Many of the particulates in the air come from vehicle and surface wear, as well as non-road vehicles and equipment. Addressing these sources is the aim of the new competition.
Organisations can win funding to work on ideas that “go beyond exhaust and road vehicle fumes.” For example:
- Emissions, either from road vehicle brake and tyre wear or road surface abrasion
- Industrial equipment and non-road vehicles used on construction sites, such as excavators, bulldozers, front loaders, cranes and compressors with combustion engines
- Refrigeration units in vehicles including vans or heavy goods vehicles
Projects in this competition should develop and demonstrate products or services in these three areas.
Innovate UK says this is a Small Business Research Initiative (SBRI) competition that is being run in two phases.
Up to six projects can get funded contracts for feasibility studies in the first phase, where there is up to £300,000 available. The best projects will be invited to apply to a second phase, worth £4.5 million, to take their ideas further, develop a prototype and test its effectiveness.
The competition is part of the Strategic Priorities Fund being delivered by UK Research and Innovation for clean air.
The programme is a collaboration between the Natural Environment Research Council, Innovate UK, Medical Research Council, Economic and Social Research Council, Engineering and Physical Sciences Research Council, the Met Office and the National Physical Laboratory.

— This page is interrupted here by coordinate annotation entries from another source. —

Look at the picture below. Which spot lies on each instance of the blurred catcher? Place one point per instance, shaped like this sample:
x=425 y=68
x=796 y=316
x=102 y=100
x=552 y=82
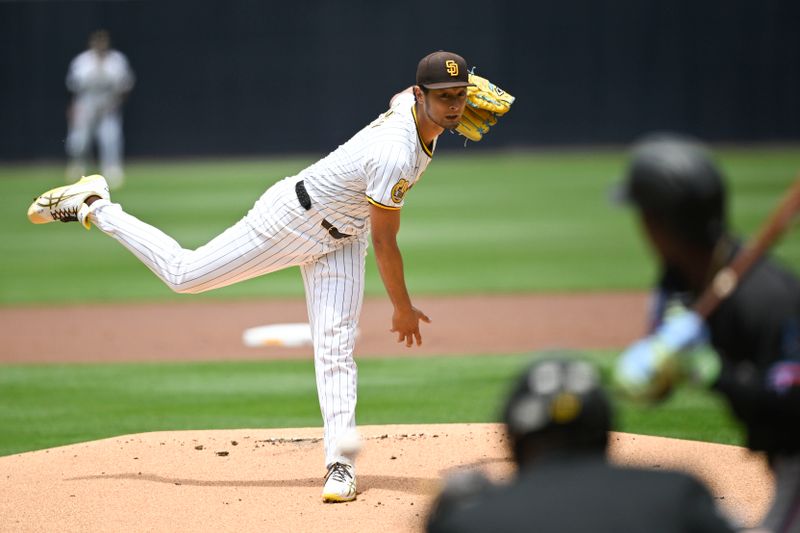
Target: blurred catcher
x=747 y=347
x=557 y=420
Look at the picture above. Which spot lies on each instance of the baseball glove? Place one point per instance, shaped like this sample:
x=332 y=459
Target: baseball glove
x=486 y=102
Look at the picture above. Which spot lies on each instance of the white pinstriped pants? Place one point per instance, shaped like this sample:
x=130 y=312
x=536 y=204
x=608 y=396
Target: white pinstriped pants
x=276 y=233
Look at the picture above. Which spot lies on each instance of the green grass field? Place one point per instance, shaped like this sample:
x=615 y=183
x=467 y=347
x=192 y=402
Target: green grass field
x=500 y=222
x=50 y=405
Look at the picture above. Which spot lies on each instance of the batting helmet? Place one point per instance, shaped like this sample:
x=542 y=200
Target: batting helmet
x=558 y=403
x=674 y=179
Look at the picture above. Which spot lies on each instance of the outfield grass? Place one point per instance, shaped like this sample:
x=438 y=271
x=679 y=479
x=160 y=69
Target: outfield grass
x=499 y=222
x=49 y=405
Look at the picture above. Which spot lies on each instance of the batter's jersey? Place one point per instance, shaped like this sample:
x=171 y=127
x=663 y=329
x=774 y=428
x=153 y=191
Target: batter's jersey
x=378 y=165
x=756 y=331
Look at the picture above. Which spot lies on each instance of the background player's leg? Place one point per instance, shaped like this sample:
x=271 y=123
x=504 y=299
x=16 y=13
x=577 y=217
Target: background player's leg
x=334 y=294
x=109 y=142
x=276 y=233
x=79 y=139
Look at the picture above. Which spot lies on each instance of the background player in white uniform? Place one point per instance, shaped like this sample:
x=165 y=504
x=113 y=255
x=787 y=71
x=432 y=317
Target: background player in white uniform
x=99 y=79
x=319 y=220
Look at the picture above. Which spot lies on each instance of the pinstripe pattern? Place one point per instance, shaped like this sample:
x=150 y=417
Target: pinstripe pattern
x=368 y=165
x=278 y=233
x=275 y=234
x=334 y=293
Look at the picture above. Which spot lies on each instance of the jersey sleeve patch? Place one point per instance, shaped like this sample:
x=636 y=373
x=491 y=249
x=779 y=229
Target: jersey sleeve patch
x=388 y=175
x=378 y=204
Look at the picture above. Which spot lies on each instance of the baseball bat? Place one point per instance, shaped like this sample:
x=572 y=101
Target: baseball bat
x=726 y=280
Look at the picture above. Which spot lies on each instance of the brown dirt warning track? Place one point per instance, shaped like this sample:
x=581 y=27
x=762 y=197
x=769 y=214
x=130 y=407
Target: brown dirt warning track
x=270 y=479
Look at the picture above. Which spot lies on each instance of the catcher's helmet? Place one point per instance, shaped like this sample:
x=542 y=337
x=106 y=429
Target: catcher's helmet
x=675 y=180
x=559 y=404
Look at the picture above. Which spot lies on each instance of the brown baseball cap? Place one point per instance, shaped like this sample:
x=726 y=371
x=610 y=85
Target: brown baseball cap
x=442 y=70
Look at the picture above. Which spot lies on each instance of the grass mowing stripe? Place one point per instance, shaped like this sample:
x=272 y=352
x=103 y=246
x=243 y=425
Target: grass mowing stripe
x=50 y=405
x=475 y=223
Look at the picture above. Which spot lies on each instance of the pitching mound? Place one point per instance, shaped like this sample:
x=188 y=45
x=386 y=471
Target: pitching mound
x=271 y=480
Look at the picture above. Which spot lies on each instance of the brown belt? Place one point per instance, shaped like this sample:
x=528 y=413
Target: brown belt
x=305 y=202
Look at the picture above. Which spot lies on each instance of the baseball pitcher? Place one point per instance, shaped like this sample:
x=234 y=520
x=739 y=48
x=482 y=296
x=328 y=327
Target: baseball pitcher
x=318 y=220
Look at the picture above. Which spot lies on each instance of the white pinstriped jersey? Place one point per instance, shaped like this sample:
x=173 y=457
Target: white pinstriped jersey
x=377 y=165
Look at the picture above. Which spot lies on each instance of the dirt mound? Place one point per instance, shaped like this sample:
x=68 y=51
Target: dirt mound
x=270 y=480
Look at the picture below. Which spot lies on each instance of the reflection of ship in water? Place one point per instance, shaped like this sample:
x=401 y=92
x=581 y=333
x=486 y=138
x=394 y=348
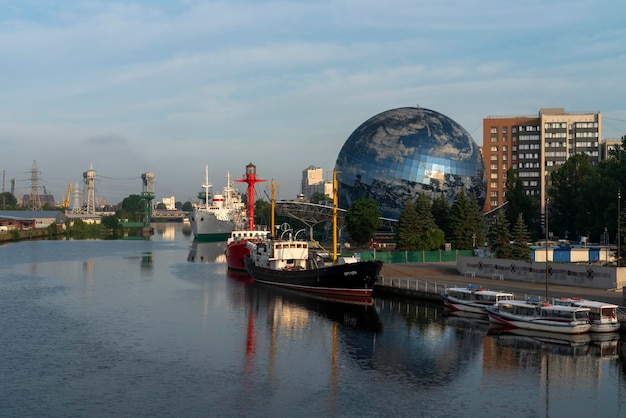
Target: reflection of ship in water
x=567 y=344
x=277 y=318
x=605 y=344
x=358 y=313
x=467 y=320
x=207 y=252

It will bring together leading researchers, businesses and government departments to minimise the effects of climate change on the environment and protect communities.

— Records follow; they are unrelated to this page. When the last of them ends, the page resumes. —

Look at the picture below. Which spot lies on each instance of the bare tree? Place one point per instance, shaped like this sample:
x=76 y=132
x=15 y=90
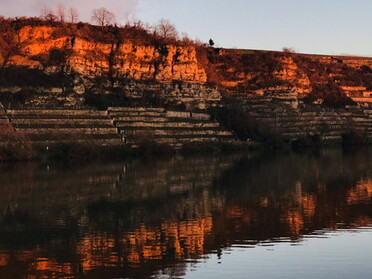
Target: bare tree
x=48 y=14
x=73 y=15
x=103 y=17
x=61 y=12
x=166 y=29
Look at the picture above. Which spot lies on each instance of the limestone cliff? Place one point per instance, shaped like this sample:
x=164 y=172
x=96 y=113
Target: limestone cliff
x=72 y=64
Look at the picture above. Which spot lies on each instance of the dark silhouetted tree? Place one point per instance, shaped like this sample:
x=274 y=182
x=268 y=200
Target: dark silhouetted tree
x=211 y=43
x=103 y=17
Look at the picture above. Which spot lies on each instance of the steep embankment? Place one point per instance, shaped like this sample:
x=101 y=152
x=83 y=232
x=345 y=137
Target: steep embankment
x=55 y=64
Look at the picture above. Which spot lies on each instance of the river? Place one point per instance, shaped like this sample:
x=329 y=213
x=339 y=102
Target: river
x=257 y=215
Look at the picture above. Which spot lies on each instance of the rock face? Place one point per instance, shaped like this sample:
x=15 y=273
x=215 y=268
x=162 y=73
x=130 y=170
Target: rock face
x=77 y=62
x=94 y=59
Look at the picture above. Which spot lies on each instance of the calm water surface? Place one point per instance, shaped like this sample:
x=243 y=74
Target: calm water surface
x=238 y=216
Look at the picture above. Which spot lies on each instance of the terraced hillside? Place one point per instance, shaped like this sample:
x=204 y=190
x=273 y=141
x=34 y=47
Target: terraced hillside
x=170 y=127
x=45 y=127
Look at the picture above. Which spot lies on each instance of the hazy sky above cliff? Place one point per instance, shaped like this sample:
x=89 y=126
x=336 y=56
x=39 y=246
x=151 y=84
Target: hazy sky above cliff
x=317 y=26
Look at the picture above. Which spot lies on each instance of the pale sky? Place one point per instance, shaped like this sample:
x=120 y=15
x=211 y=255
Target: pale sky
x=309 y=26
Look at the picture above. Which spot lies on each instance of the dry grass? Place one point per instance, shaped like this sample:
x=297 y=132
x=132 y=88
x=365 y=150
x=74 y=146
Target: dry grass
x=13 y=144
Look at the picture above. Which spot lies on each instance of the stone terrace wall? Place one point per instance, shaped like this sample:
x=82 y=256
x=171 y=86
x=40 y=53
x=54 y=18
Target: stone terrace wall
x=46 y=127
x=293 y=124
x=170 y=127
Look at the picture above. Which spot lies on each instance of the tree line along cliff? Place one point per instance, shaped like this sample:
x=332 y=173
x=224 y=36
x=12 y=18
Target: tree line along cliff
x=47 y=63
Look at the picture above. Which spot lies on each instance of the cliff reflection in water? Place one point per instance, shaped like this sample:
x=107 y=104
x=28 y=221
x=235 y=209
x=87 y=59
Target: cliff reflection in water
x=130 y=220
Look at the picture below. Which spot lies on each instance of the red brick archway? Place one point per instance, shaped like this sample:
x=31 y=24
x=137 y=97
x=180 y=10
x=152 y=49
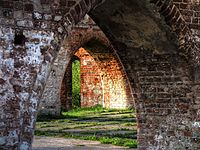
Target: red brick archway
x=166 y=88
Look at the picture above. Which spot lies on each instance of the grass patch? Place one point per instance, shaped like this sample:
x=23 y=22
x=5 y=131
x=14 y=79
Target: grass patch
x=109 y=126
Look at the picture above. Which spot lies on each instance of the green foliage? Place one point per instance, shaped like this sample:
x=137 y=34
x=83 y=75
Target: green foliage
x=119 y=141
x=109 y=126
x=76 y=84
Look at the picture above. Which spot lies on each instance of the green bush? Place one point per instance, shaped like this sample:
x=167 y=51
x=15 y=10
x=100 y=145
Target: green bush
x=76 y=84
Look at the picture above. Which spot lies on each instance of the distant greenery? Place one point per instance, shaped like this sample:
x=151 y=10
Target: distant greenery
x=76 y=84
x=109 y=126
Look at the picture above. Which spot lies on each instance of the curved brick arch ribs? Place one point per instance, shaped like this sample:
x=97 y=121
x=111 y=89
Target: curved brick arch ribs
x=187 y=41
x=77 y=38
x=26 y=67
x=152 y=71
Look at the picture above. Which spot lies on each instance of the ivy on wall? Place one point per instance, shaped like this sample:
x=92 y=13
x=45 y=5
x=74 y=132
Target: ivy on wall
x=76 y=84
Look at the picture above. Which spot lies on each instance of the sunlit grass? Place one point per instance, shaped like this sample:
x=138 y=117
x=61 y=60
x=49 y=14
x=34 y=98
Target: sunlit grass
x=109 y=126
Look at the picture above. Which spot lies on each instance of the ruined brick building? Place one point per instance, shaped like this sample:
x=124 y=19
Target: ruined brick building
x=157 y=42
x=103 y=79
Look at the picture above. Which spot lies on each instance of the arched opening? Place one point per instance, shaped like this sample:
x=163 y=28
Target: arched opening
x=103 y=80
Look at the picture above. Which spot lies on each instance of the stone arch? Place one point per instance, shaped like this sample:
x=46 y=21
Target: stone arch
x=50 y=103
x=25 y=68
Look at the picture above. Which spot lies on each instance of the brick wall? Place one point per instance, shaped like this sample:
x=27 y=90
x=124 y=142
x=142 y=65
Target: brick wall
x=41 y=27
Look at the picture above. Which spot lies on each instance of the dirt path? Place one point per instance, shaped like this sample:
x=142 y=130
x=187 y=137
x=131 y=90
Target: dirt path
x=50 y=143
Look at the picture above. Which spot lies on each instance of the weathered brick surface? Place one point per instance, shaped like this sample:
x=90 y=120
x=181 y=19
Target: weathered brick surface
x=167 y=103
x=103 y=80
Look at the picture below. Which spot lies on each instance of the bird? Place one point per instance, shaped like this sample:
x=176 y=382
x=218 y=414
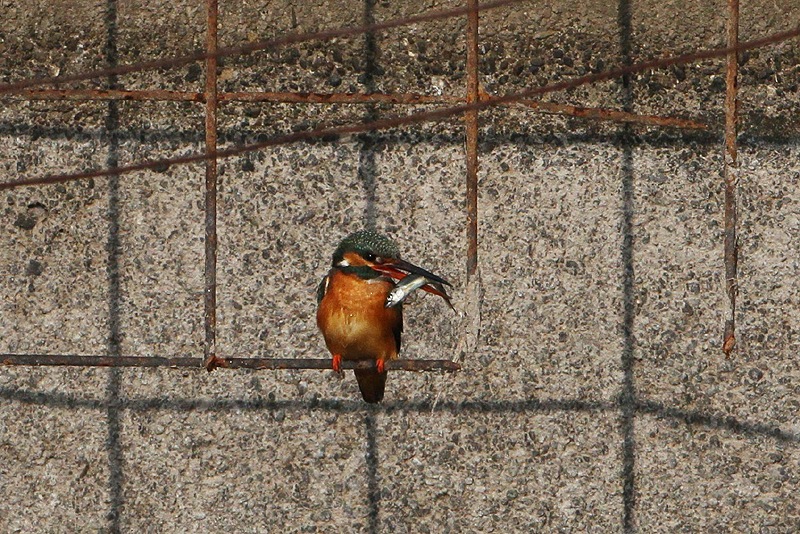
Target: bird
x=353 y=314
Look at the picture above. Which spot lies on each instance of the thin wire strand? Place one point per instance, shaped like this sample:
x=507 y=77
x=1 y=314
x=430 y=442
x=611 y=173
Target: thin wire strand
x=173 y=62
x=425 y=116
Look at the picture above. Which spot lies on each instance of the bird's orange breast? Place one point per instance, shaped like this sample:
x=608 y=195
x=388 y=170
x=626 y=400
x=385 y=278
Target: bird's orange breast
x=354 y=320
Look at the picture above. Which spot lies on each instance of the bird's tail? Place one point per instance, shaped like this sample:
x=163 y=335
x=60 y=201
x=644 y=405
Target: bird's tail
x=371 y=383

Clean growth is one of the Grand Challenges set out in the government’s modern Industrial Strategy. It aims to lead the shift to clean energy through the development, manufacture and use of low-carbon technologies, systems and services.

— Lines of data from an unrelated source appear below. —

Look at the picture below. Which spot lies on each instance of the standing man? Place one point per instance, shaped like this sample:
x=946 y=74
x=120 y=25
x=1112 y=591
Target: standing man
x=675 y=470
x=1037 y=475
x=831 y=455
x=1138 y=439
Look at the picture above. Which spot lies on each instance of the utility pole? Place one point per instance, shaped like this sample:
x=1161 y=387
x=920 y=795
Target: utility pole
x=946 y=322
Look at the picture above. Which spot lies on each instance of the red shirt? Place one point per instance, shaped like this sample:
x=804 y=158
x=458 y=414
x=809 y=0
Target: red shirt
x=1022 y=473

Commenting on the importance of tackling air pollution, British Lung Foundation Director of Policy, Alison Cook said:
“The UK’s poor air quality truly is a public health crisis. We know that air pollution affects us all, and that children, the elderly and people with heart and lung problems are most at risk.”
“That’s why finding new solutions to clean up the air we breathe is so important. This competition is a fantastic initiative from Innovate UK and could ultimately result in a healthier future for us all.”
“We recently released a report on particulate matter around UK health centres. The findings revealed that over 2,000 hospitals and GPs are in areas of unsafe air pollution according to limits set by the World Health Organisation.”
“Particulate pollution is extremely harmful to human health, as the particles are small enough to pass through the lungs and into the bloodstream.”